At Wieck, we’re always banging on about the importance of an online newsroom, so it’s heartening for us to see someone WITHOUT a vested interest in promoting them echo the arguments we often make.
There are many more reasons why an online newsroom is a necessary tool for any organisation however this list is an excellent start. It provides a ‘back-to-basics’ overview of some of the things journalists need that are so easily overlooked when you are intimately involved in a company or industry.
Maria Verven’s list includes:
- Media Contacts
- Links to news releases
- Links to media coverage
- Company backgrounder
- Management Team Bios and photos
- Story Ideas
- Upcoming Events
- Links to company generated content
- RSS feeds
- Downloadable JPG images in hi-res
- Links to company social media profiles
- Search friendly URL
Verven also points out
“All of the content should be search optimized, with the ability to limit the search to just information within the newsroom section of the site.”
“All newsroom content should be easily sharable using social media buttons for the most popular sites and networks.”
The full article can be viewed at http://www.prdaily.com/Main/Articles/8636.aspx
A survey by Arketi Group has found that 81% of business journalists turn to corporate websites when they are unable to find a source.
And what makes the website useful when they get there?
Aside from the basics of contact information and search capabilities, providing reproduction multimedia assets is proving to be of significant importance.
At Wieck, we provide our clients with the capability to deliver all of these resources with our online newsrooms.
The opportunities for PR professionals don’t stop there; 80% say they rely on PR contacts, 77% on press releases and 71% on email alerts.
The survey also seems to suggest that traditional media is shifting the way that it delivers the news with 36% of the journalists saying that 75% of their news outlet’s website is original content that doesn’t appear in the print publication. This underlines the need for PRs to recognise the changing requirements of traditional media and respond accordingly.
The days of sending out a press release without multimedia assets are gone. In the world of modern media, PRs must provide downloadable reproduction quality images and broadcast video on their online newsrooms, or risk losing 81% of their opportunities.
A little over a week ago Google implemented a change that could provide great opportunities for both the media and PR industries and that’s made online newsrooms more important than ever.
They’ve implemented a significant improvement to its ranking algorithm, that’s designed to deliver the most up-to-date results.
The idea is that even if you don’t specify it in your search, you probably want search results that are relevant and recent.
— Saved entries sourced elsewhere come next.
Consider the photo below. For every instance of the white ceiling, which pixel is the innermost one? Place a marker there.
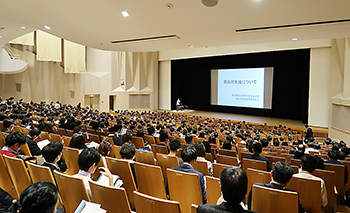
(95, 23)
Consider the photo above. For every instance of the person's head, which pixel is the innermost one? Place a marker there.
(308, 163)
(34, 132)
(174, 145)
(333, 154)
(52, 151)
(88, 160)
(127, 151)
(227, 145)
(235, 180)
(126, 138)
(200, 149)
(282, 172)
(7, 123)
(189, 154)
(105, 147)
(77, 141)
(188, 138)
(257, 147)
(15, 140)
(40, 197)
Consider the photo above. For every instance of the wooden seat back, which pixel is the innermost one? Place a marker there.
(150, 180)
(166, 161)
(18, 174)
(145, 157)
(122, 168)
(254, 164)
(71, 155)
(149, 204)
(72, 190)
(267, 200)
(112, 199)
(213, 189)
(180, 182)
(224, 159)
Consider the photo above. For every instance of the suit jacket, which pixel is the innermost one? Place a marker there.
(274, 186)
(258, 157)
(222, 208)
(334, 161)
(33, 147)
(189, 169)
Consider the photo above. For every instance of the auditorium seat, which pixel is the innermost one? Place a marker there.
(149, 204)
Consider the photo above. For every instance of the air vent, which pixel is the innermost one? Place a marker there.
(145, 39)
(18, 87)
(292, 25)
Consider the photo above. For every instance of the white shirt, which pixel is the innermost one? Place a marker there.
(86, 176)
(305, 174)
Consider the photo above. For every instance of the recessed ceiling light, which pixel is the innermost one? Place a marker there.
(125, 13)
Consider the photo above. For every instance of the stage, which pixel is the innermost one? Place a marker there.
(247, 118)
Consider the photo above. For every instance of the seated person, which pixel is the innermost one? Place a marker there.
(33, 146)
(175, 145)
(232, 179)
(189, 155)
(52, 153)
(333, 156)
(8, 124)
(38, 197)
(112, 134)
(308, 164)
(127, 152)
(257, 149)
(13, 143)
(280, 177)
(88, 160)
(201, 156)
(77, 142)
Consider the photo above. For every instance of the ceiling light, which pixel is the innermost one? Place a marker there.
(125, 13)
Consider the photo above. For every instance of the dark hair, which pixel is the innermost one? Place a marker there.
(227, 145)
(188, 154)
(333, 154)
(282, 172)
(77, 141)
(34, 132)
(15, 137)
(87, 158)
(40, 197)
(7, 122)
(51, 151)
(126, 137)
(257, 147)
(188, 138)
(308, 163)
(174, 145)
(200, 149)
(128, 150)
(235, 180)
(104, 147)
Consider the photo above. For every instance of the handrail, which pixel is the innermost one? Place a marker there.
(11, 54)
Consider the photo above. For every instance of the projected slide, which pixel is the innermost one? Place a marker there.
(251, 87)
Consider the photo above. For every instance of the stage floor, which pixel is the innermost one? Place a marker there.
(247, 118)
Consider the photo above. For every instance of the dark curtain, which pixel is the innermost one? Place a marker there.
(190, 81)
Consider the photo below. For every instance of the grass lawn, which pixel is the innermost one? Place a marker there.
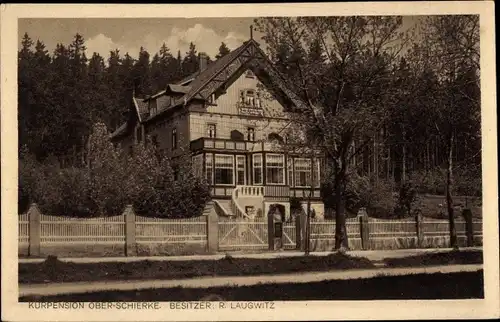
(440, 258)
(463, 285)
(53, 270)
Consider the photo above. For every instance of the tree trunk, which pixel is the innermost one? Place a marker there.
(308, 227)
(341, 241)
(308, 218)
(403, 171)
(449, 199)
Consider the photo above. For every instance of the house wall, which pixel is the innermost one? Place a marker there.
(226, 123)
(163, 129)
(227, 117)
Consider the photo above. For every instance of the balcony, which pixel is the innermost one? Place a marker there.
(221, 144)
(277, 191)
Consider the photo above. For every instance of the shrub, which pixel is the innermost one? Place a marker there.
(109, 181)
(408, 199)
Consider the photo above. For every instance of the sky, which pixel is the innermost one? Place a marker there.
(129, 34)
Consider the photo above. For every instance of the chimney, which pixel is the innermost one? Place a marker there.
(203, 62)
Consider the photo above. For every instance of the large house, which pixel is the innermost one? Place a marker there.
(232, 116)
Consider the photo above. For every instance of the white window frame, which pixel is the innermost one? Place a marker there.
(254, 167)
(290, 169)
(232, 169)
(297, 171)
(276, 167)
(238, 164)
(248, 134)
(317, 176)
(197, 162)
(174, 139)
(215, 130)
(209, 162)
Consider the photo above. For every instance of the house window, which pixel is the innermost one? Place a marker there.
(317, 180)
(275, 169)
(174, 139)
(154, 141)
(257, 169)
(209, 168)
(251, 134)
(224, 169)
(240, 170)
(211, 130)
(212, 99)
(302, 172)
(249, 74)
(197, 161)
(290, 171)
(152, 107)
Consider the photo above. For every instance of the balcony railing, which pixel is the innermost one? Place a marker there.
(221, 144)
(276, 191)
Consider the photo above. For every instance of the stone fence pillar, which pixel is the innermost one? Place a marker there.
(419, 229)
(130, 242)
(35, 231)
(212, 228)
(469, 227)
(364, 228)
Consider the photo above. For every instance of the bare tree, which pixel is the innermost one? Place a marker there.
(451, 51)
(346, 92)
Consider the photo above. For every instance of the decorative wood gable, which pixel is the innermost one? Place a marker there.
(249, 56)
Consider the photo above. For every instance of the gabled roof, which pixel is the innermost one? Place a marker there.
(211, 71)
(200, 79)
(174, 88)
(120, 131)
(142, 108)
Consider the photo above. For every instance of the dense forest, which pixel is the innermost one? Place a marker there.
(62, 94)
(392, 120)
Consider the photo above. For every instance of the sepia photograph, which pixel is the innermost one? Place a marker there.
(234, 163)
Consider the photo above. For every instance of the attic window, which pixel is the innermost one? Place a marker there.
(249, 74)
(212, 100)
(152, 107)
(249, 98)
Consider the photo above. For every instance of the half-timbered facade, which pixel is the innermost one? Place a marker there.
(232, 117)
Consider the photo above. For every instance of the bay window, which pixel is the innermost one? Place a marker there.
(240, 170)
(224, 169)
(257, 169)
(303, 169)
(275, 169)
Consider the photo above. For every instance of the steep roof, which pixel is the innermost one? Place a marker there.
(142, 108)
(178, 88)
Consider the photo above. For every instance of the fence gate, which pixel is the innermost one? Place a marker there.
(243, 234)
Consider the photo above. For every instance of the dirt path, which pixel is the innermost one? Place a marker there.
(204, 282)
(373, 255)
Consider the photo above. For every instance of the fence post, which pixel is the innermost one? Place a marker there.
(212, 228)
(35, 230)
(364, 228)
(469, 227)
(419, 229)
(298, 232)
(130, 243)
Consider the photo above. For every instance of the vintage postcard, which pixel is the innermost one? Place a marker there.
(305, 161)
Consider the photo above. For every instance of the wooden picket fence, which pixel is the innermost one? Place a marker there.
(135, 235)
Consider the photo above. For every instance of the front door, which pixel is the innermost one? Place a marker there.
(240, 170)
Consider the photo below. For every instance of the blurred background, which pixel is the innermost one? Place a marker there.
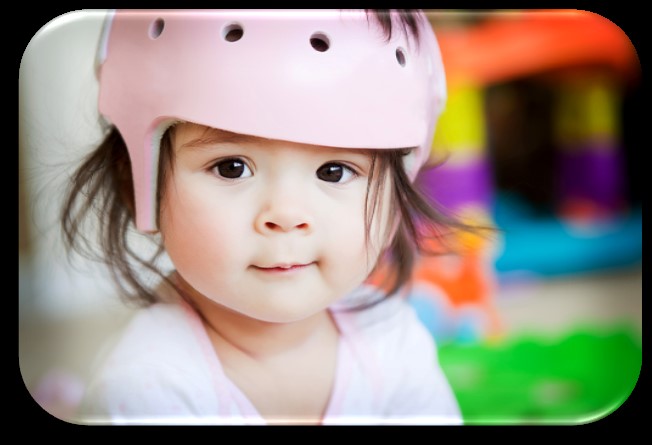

Google has recognised that the fast pace at which information moves in today’s world, the most recent information can be from the last week, day or even minute, so a result from a week ago about breaking news is too old.
The advantages for news media are obvious, do a Google search for something and not only do you get results on a topic, you get the latest news on that topic first.
For PR’s it means having an effective online presence is now more important than ever and the keystone of that presence should be an online newsroom.
An online newsroom that is SEO optimised and delivers the media the most up-to-date content gives you the best chance of getting your news ranked.
As Lisa Buyer wrote in a blog titled “Pitching to Google’s Fresh New Algorithm via News, Blogs, Events & Google+“:
“When was the last time you checked out your online newsroom? Or do you even have an online newsroom? Journalists expect it, customers and prospects learn from it and Google now digs it even more!
A company’s online newsroom can be an excellent source that delivers fresh news content to Google – and this couldn’t be a better time to give your online newsroom an audit. An organized and optimized online newsroom is feeding Google that content freshness and frequency the search engine is now rewarding.”
Communicators that publish quality company news that is relative, consistent, and frequent on their online newsroom are bound to rise above the noise.